Successful twin pregnancy in a patient with parkin-associated autosomal recessive juvenile parkinsonism
© Serikawa et al; licensee BioMed Central Ltd. 2011
Received: 25 March 2011
Accepted: 17 June 2011
Published: 17 June 2011
Pregnancy in patients with Parkinson disease is a rare occurrence. To the best of our knowledge, the effect of pregnancy as well as treatment in genetically confirmed autosomal recessive juvenile parkinsonism (ARJP) has never been reported. Here, we report the first case of pregnancy in a patient with ARJP associated with a parkin gene mutation, ARJP/PARK2.
A 27-year-old woman with ARJP/PARK2 was diagnosed as having a spontaneous dichorionic/diamniotic twin pregnancy. Exacerbation of motor disability was noted between ovulation and menstruation before pregnancy as well as during late pregnancy, suggesting that her parkinsonism might have been influenced by fluctuations in the levels of endogenous sex hormones. During the organogenesis period, she was only treated with levodopa/carbidopa, although she continued to receive inpatient hospital care for assistance in the activities of daily living. After the organogenesis period, she was administered sufficient amounts of antiparkinsonian drugs. She delivered healthy male twins, and psychomotor development of both the babies was normal at the age of 2 years.

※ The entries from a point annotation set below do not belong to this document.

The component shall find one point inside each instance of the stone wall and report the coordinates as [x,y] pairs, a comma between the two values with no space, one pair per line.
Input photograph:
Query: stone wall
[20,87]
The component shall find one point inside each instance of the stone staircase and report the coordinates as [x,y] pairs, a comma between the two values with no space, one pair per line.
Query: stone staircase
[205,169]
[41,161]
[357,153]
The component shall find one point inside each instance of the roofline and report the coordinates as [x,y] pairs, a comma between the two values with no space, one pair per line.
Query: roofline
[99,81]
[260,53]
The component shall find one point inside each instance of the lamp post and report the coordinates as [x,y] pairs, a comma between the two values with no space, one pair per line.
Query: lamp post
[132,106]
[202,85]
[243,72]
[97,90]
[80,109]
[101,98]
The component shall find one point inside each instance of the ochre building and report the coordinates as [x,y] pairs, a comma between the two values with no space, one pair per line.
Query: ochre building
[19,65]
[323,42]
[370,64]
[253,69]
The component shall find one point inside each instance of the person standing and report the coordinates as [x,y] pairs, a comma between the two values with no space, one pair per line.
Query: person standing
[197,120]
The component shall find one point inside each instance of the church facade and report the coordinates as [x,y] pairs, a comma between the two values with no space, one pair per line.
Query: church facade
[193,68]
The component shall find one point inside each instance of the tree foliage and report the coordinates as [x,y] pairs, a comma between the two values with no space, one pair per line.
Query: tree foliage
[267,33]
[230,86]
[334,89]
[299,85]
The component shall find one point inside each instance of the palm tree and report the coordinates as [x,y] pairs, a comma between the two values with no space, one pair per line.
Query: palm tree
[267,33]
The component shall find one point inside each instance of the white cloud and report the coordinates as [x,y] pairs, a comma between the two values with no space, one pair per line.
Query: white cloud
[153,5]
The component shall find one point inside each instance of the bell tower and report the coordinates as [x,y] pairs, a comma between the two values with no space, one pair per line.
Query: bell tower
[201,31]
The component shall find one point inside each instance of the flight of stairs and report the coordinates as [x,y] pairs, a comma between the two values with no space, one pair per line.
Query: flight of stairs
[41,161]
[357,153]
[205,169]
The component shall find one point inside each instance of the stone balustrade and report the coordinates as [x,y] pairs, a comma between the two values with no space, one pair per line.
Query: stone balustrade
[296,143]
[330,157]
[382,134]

Pregnancy may worsen the symptoms of ARJP/PARK2, although appropriate treatments with antiparkinsonian drugs and adequate assistance in the activities of daily living might enable successful pregnancy and birth of healthy children.

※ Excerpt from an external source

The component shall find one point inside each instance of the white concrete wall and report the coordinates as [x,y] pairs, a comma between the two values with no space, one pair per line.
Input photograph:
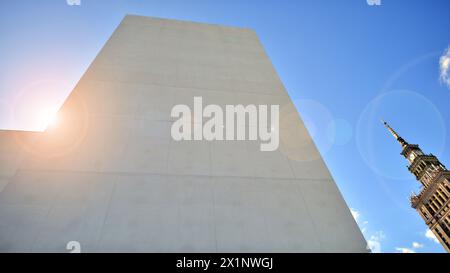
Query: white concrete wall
[110,176]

Pregnancy in patients with Parkinson disease (PD) is a rare occurrence. However, physicians treating pregnant patients with PD should be aware of the impact of pregnancy on parkinsonism as well as that of the treatment for PD on pregnancy and fetal development [1, 2]. To the best of our knowledge, the effect of pregnancy in genetically-confirmed autosomal recessive juvenile parkinsonism (ARJP) has never been reported. Here, we report the first case of pregnancy in a patient with ARJP associated with a parkin gene mutation (ARJP/PARK2), which is characterized by early onset, marked response to levodopa treatment, and levodopa-induced dyskinesia .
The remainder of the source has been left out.